Kuhn would have said we can be agnostic about whether facts really change the minds of scientists without sounding the death knell for truth, but the critical and literary theorists were already off to the races. Science, like the police and colonialism, was just one more tool for oppressing the masses, they said.
It was a dark time. In 1996 the physicist Alan Sokal nicely parodied critical theory when he submitted a junk paper arguing that quantum gravity was just a social and linguistic construct, not a “fact” about “reality.” Sokal got his paper published in Social Text, a leading journal of critical theory, by mimicking the style of its favorite authors–essentially emulating their language game.
So what, if anything, did Sokal prove?–that academic language games really are just frivolous excercises in generating new terminology? Without wading through all the arguments pro and con, my own view of language games is that they offer a provisional perspective on the world that lets one conduct the educated guesswork involved in optimizing precision.
If that sounds garbled, it’s because I am not a brilliant philosopher. Daniel Dennett, however, is, and he is also an heir to Wittgenstein, so I will let him do my work for me. As we try to make sense of the world, Dennett says, we adopt a provisional stance. If the stance is useful, we acknowledge (sometimes explicitly but usually implicitly) that its basic axioms, principles and terminology are conducive to discovering the truth, and the stance becomes less provisional. It starts to harden into something like a paradigm.
Adopting the right paradigm, though, is no mere matter of negotiating terms. The terms have to work, and as they work, they tend to group themselves into different levels of precision.
Joshua Rothman beautifully captures Dennett’s idea of stances, levels and precision in a recent profile in the New Yorker. He writes:
Some objects are mere assemblages of atoms to us, and have only a physical dimension; when we think of them, [Dennett] says, we adopt a “physicalist stance”—the stance we inhabit when, using equations, we predict the direction of a tropical storm.
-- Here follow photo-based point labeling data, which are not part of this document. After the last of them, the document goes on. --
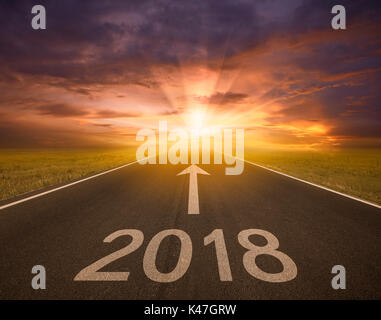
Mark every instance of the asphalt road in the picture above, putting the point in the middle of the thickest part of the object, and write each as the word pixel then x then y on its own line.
pixel 64 232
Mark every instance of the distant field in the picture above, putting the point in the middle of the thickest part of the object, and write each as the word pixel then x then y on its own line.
pixel 355 172
pixel 28 170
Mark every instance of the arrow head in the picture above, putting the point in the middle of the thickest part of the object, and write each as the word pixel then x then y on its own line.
pixel 193 169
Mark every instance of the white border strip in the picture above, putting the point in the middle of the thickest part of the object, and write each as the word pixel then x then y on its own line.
pixel 316 185
pixel 64 186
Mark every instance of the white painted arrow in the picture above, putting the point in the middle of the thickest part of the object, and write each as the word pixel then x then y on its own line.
pixel 193 170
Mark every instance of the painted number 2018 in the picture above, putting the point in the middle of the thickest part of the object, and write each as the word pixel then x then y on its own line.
pixel 289 272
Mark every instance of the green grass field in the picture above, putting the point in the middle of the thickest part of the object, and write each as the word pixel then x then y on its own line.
pixel 28 170
pixel 354 172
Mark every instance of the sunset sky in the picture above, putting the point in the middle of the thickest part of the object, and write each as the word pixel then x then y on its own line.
pixel 105 69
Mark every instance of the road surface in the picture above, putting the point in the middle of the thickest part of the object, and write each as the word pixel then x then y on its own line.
pixel 64 232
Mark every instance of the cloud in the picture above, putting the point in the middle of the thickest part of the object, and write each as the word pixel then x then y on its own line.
pixel 227 98
pixel 61 110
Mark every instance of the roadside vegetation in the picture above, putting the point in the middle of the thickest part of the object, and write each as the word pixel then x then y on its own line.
pixel 23 171
pixel 356 172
When it comes to more sophisticated objects, which have purposes and functions, we typically adopt a “design stance.” We say that a leaf’s “purpose” is to capture energy from sunlight, and that a nut and bolt are designed to fit together. Finally, there are objects that seem to have beliefs and desires, toward which we take the “intentional stance.”
If you’re playing chess with a chess computer, you don’t scrutinize the conductive properties of its circuits or contemplate the inner workings of its operating system (the physicalist and design stances, respectively); you ask how the program is thinking, what it’s planning, what it “wants” to do. These different stances capture different levels of reality, and our language reveals which one we’ve adopted. We say that proteins fold (the physicalist stance), but that eyes see (the design stance). We say that the chess computer “anticipated” our move, that the driverless car “decided” to swerve when the deer leaped into the road.
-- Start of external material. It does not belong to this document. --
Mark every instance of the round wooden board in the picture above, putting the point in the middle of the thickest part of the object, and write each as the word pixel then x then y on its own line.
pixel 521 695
Life, like science, is an experiment. My experiment has led me to analyze the world in almost exactly the same style as Dennett, if several notches below him in terms of insight achieved. There are certain stances that seem indispensable for understanding the world. They are not written in stone. We discover them and, yes, in a certain sense, create them as we probe the world around us. That does not mean we make it all up, but it does mean that our language and thought take an active role in dividing the world up into its constituent parts and describing their structure and dynamics.
Wittgenstein was right when he said language creates a picture of the world. But that picture will never be finished, and we can never step outside it to check whether our stance (or paradigm or language game–you pick) is the right one. But, in the word’s of Wodehouse, Wittgenstein’s favorite comedic writer, we do not repine; we stagger on.